BELARUSIAN President Alexander Lukashenko has warned of increased militarisation on the country’s borders and is blaming foreign forces for creating a humanitarian crisis.
After meeting top officials from Belarus’s security, defence and law enforcement agencies on Monday, he accused Ukraine of establishing military camps harbouring opposition figures who are being prepared to return to Belarus to overthrow the government.
And Mr Lukashenko said that most of the troops gathered on the country’s border, particularly those in Poland, were from the United States.
He also took aim at neighbouring Lithuania, which he said “gets into every crevice to show its loyalty to Nato and the United States.”
The Belarusian leader said there was a migrant crisis unfolding on the country’s borders that he blamed entirely on Western countries.
He accused neighbouring states of declaring states of emergency, which “allow no-one to enter so that no-one knows that people are dying.”
Mr Lukashenko blamed countries including Lithuania for the ill-treatment of migrants when they arrive in their territory.

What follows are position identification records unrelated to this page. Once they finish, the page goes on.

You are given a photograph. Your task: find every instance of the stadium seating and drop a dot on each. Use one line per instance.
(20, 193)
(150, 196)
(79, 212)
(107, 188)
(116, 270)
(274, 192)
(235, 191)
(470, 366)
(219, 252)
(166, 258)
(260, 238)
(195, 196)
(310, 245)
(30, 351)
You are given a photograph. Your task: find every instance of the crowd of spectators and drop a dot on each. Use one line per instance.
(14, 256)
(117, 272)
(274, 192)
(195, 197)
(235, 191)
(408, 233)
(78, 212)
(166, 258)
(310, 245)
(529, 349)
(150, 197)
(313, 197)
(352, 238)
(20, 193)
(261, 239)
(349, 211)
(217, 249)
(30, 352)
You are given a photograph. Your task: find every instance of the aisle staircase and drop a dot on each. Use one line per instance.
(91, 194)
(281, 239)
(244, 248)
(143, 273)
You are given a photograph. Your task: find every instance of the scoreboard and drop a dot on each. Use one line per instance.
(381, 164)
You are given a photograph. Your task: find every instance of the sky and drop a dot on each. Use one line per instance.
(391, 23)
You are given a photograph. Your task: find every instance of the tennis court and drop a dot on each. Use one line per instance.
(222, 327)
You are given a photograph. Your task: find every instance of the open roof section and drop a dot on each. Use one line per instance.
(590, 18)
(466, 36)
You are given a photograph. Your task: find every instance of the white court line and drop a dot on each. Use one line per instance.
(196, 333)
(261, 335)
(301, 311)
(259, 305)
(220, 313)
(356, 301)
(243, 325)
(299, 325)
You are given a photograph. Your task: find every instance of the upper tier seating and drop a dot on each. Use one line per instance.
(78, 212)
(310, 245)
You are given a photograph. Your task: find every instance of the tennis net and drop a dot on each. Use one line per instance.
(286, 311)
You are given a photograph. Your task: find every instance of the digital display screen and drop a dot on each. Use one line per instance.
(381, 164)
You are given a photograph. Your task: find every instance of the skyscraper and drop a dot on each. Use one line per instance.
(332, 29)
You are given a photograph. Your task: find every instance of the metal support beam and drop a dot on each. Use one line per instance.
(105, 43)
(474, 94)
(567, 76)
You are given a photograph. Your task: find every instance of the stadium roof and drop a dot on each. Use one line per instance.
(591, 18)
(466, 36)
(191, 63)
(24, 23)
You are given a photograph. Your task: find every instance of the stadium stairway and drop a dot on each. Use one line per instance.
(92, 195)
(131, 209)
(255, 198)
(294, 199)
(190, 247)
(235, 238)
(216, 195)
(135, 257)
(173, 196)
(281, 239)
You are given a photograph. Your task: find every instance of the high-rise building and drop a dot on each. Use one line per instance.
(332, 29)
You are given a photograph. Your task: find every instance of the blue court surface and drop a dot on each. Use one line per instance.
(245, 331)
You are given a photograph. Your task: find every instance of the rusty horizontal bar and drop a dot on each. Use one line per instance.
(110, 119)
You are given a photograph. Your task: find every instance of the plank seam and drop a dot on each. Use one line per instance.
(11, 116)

He has been accused of sparking a migration crisis by allowing people to fly from the Middle East and sending them across the borders of neighbouring European Union members.
But he denied that Belarus was responsible for increased migrant flows, saying this was the work of “European criminal gangs.”
It was Western countries that were responsible for the crisis, according to Mr Lukashenko, and they had a responsibility to solve it.
“Let’s discuss what to do next,” he said. “It’s not acceptable to let people suffer. We provided them with clothes, food and firewood, as well as with tents.
“However, they will freeze to death in the winter. These people came thousands of kilometres from the south. In short, there is a humanitarian disaster on the border.”
Belarus has warned about US-led military expansion in eastern Europe, including 28,000 troops deployed as part of Nato military exercises stretching from the Baltic to the Black Sea.
These operations have doubled in the past five years, he said, with military aggression intensifying since Mr Lukashenko won last year’s disputed election with some 80 per cent of the vote.
Western powers say the vote was fraudulent and have pumped millions into opposition news organisations, trade unions and media outlets as part of efforts to dislodge him.
Earlier this year a resolution passed by the European parliament expressed regret that the Belarusian authorities had failed to follow World Bank and IMF recommendations to privatise the state sector, implement austerity and “encourage entrepreneurship.”
The EU has imposed a raft of sanctions targeting leading Belarusian officials and has swung its support behind opposition figure Svetlana Tikhanovskaya.